I. {¶ 40} In his sole assignment of error, Appellant claims that the trial court in denying his motion for a mistrial. We disagree.
{¶ 41} As stated above, a review of the record reveals that Appellant's motion for mistrial was not overruled by the trial court but was instead withdrawn by Appellant.
{¶ 42} Assuming arguendo that the trial court had in fact overruled said motion, the decision to grant or deny a motion for mistrial rests within the sound discretion of the trial court. State v.Sage (1987), 31 Ohio St.3d 173, 182, 510 N.E.2d 343. This is because the trial court is in the best position to determine whether a mistrial is needed. State v. Glover (1988), 35 Ohio St.3d 18, 19. We will not reverse the trial court's decision to deny the motion for mistrial unless it abused its discretion. State v. Treesh (2001), 90 Ohio St.3d 460, 480,2001-Ohio-4. In order to demonstrate a trial court has abused its discretion in denying a motion for a mistrial, a defendant must show that the trial court's decision was arbitrary, unreasonable, or unconscionable. State v. Nichols (1993), 85 Ohio App.3d 65, 69. A mistrial should not be ordered in a criminal case merely because some error or irregularity has intervened, unless the substantial rights of the accused are adversely affected. Id. "Mistrials need be declared only when the ends of justice so require and a fair trial is no longer possible." State v. Franklin (1991), 62 Ohio St.3d 118.
{¶ 43} Appellant argues the trial court improperly failed to force the disclosure of the name of the confidential informant. This argument lacks merit.
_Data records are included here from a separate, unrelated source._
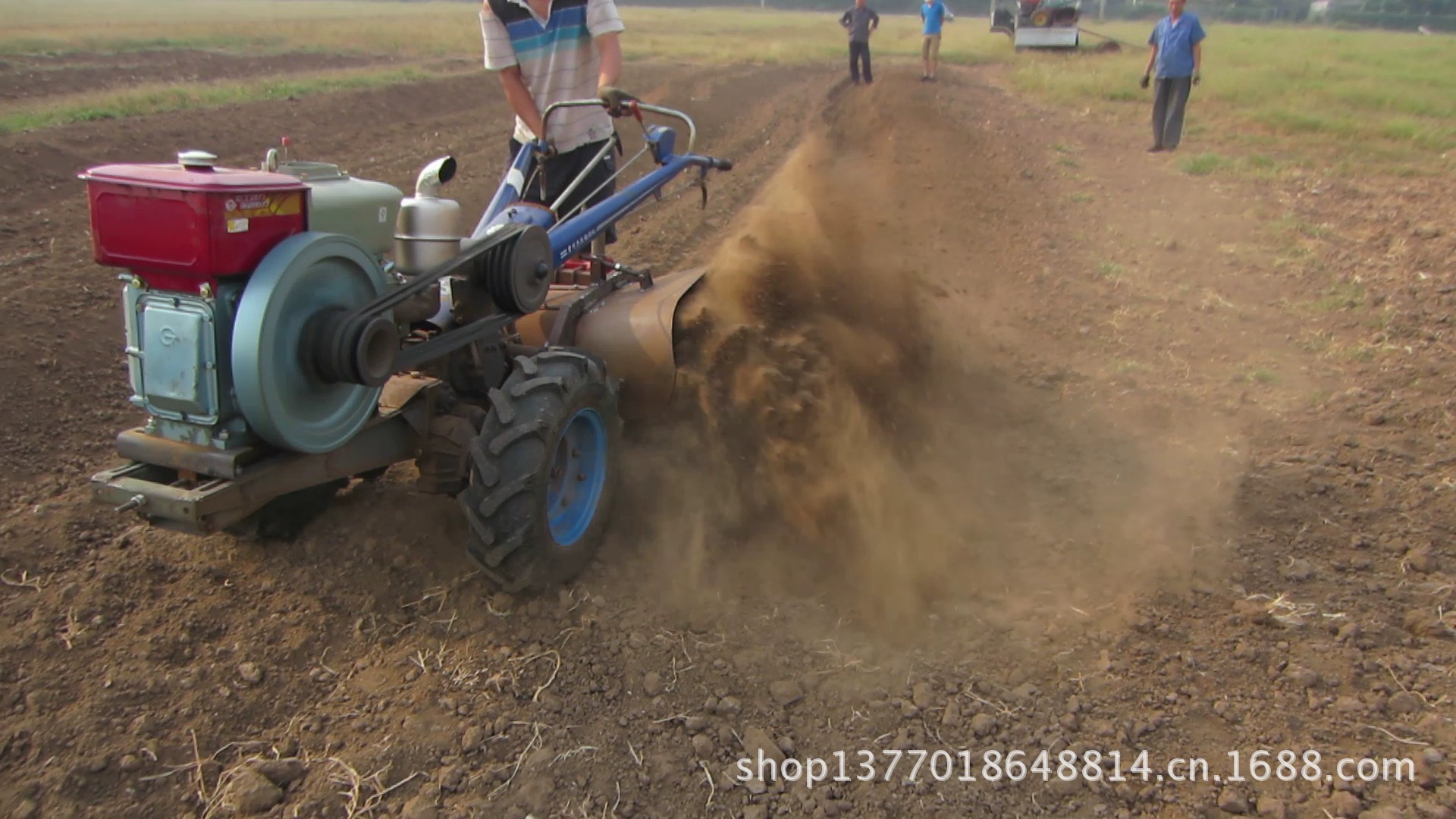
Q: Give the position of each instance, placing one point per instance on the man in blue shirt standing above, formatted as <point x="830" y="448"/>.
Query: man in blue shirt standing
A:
<point x="1177" y="55"/>
<point x="932" y="14"/>
<point x="859" y="22"/>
{¶ 44} The state's privilege of non-disclosure of the identity of a confidential informant is limited by fundamental fairness. The question of disclosure of a confidential informant becomes a balancing of competing interests. The defendant's right to confront his accusers, and the state's right to preserve the anonymity of informants. State v.Phillips (1971), 27 Ohio St.2d 294, 272 N.E.2d 347. Rovario v. UnitedStates (1957), 353 U.S. 53, 77 S.Ct. 623, 1 L.Ed.2d 639. Thus, the privilege must yield if the defendant demonstrates the identity is either necessary or relevant. State v. Feltner (1993), 97 Ohio App.3d 279.
{¶ 45} In the case of State v. Williams (1983), 4 Ohio St.3d 74, the Ohio Supreme Court stated that an informant's identity should be disclosed to a defendant when: (1) it is vital to establishing an element of the crime, or (2) would be helpful or beneficial to the accused in preparing or making a defense to criminal charges. Id. at syllabus. The defendant bears the burden of establishing the necessity for disclosure.State v. Parsons (1989), 64 Ohio App.3d 63, 69.
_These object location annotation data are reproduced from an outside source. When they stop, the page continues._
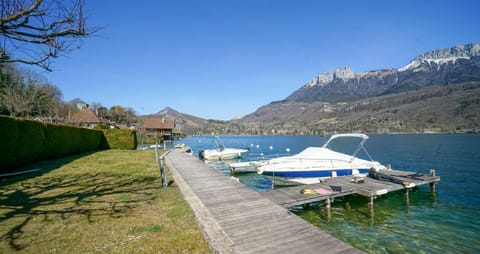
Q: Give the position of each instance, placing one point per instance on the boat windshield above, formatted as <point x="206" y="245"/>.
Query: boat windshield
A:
<point x="218" y="143"/>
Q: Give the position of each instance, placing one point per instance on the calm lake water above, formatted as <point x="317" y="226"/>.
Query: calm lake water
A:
<point x="447" y="221"/>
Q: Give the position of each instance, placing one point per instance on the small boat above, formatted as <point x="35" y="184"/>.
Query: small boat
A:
<point x="221" y="153"/>
<point x="315" y="163"/>
<point x="182" y="145"/>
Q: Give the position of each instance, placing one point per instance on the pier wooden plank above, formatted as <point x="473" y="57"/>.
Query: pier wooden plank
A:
<point x="236" y="219"/>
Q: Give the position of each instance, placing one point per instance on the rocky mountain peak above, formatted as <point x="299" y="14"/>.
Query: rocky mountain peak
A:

{¶ 46} Appellant made no such demonstration in this case. Hence, the trial court would not have been acting improperly if it had denied Appellant's motion for disclosure of the identity of the confidential informant. Id.; see also, State v. Parsons (1989), 64 Ohio App.3d 63,69, State v. Williams (1983), 4 Ohio St.3d 74.
{¶ 47} If the informant's degree of participation is such that the informant is essentially a State's witness, the balance tilts in favor of disclosure. Id. at 76. However, where disclosure is not helpful to the defense, the prosecution need not reveal the informant's identity. Id. The defendant bears the burden of establishing the need for learning the informant's identity. Feltner, supra; State v. Parsons (1989),64 Ohio App.3d 63, 69.
{¶ 48} Furthermore, we agree with the State that even if the nondisclosure of the confidential informant were error, it was invited error. Under the doctrine of invited error, a party cannot take advantage of an error the party invited or induced. State ex rel. Soukup v.Celebrezze, 83 Ohio St.3d 549, 550, 1998-Ohio-8.
{¶ 49} Based on the foregoing, Appellant's sole assignment of error is overruled.
{¶ 50} The decision of the trial court is affirmed.
By: Boggins, J., Gwin, P.J., and Hoffman, J. concur.